Hi everyone!
First of, I really like everything about DeepPavlov: it’s clear and concise website, it’s documentation and presence on Medium.
However, I can’t seem to find a complete walk-through type of tutorial for M-BERT based multilingual QA model.
Basically, here’s what I want to achieve:
I want a model I can access either via API or (even better!) through Telegram. I want this model to be additionally trained on my set of documentations and legislation. If that is even required. Maybe not, I’m not sure.
The overall idea being that I can ask questions on these policies and\or legislation in English, Russian and Azerbaijani and get the answer from there.
And here’s where I’m struggling:
- What is the correct formatting my own documents need to be in for model to work? Currently I have .txt files that I read into variables. Should I apply some additional sanitation? Do “” instead of “\n”, for example? I can’t find any info on this.

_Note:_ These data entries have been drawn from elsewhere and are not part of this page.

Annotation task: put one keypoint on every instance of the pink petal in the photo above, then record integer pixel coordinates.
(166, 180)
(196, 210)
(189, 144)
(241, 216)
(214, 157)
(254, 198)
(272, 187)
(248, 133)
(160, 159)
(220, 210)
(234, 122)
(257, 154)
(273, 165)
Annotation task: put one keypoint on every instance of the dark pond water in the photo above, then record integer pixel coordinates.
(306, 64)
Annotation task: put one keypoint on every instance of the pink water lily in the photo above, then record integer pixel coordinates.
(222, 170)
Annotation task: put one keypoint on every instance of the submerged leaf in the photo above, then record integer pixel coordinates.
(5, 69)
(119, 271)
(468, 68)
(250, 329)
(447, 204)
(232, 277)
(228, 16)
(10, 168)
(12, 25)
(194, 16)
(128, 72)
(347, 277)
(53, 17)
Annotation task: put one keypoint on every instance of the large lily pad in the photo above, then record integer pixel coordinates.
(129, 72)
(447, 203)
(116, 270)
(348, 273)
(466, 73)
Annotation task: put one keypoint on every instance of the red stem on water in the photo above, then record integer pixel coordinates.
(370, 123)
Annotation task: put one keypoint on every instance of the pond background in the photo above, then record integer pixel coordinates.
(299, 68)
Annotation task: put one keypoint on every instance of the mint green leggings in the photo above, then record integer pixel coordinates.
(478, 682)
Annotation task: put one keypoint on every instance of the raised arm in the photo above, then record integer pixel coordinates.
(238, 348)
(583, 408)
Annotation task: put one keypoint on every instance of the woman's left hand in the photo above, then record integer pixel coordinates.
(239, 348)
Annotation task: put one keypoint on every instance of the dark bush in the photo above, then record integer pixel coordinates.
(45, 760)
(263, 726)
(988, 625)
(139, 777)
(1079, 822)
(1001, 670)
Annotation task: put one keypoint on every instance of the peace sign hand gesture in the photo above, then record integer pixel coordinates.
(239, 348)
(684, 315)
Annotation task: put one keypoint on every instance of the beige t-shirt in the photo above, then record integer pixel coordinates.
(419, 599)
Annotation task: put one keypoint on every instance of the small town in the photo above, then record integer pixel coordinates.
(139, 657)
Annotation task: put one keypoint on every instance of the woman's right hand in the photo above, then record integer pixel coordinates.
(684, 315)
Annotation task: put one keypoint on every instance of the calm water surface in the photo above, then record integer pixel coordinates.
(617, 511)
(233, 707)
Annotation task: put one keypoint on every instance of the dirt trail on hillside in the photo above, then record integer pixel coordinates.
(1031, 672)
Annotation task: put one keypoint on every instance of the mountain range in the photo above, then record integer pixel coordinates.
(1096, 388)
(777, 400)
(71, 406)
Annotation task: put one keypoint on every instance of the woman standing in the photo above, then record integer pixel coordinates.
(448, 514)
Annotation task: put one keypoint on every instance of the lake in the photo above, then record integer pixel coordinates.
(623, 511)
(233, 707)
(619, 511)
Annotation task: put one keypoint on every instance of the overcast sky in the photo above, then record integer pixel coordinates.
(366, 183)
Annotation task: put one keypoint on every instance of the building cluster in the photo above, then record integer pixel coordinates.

- Should I train this model first on my data? I tried training it by locating this part with:
model_config = json.load(open(configs.squad.squad_bert_multilingual_freezed_emb))
pprint(model_config[‘dataset_reader’])
but that didn’t work, no "dataset_reader"s there. - How does one combine different models? I would like to have a bot that opens up with a chit-chat and then answers question using model above if that is at all possible.
And, just in general, I would appreciate links to articles and tutorials that go through similar process from start to finish, so I can maybe learn best-practices so to speak. I am absolutely new to this. Something more comprehensive than the Colab notebooks available in documentation.
P.S. I speak English and Russian, so feel free to answer in whatever language you are most comfortable with.
P.P.S. If that is the wrong subforum for these kind of questions, I’m sorry. Please forward this post to a more appropriate forum then.
P.P.P.S. If no such tutorial exists, I’d be happy to write one for you once I get it working.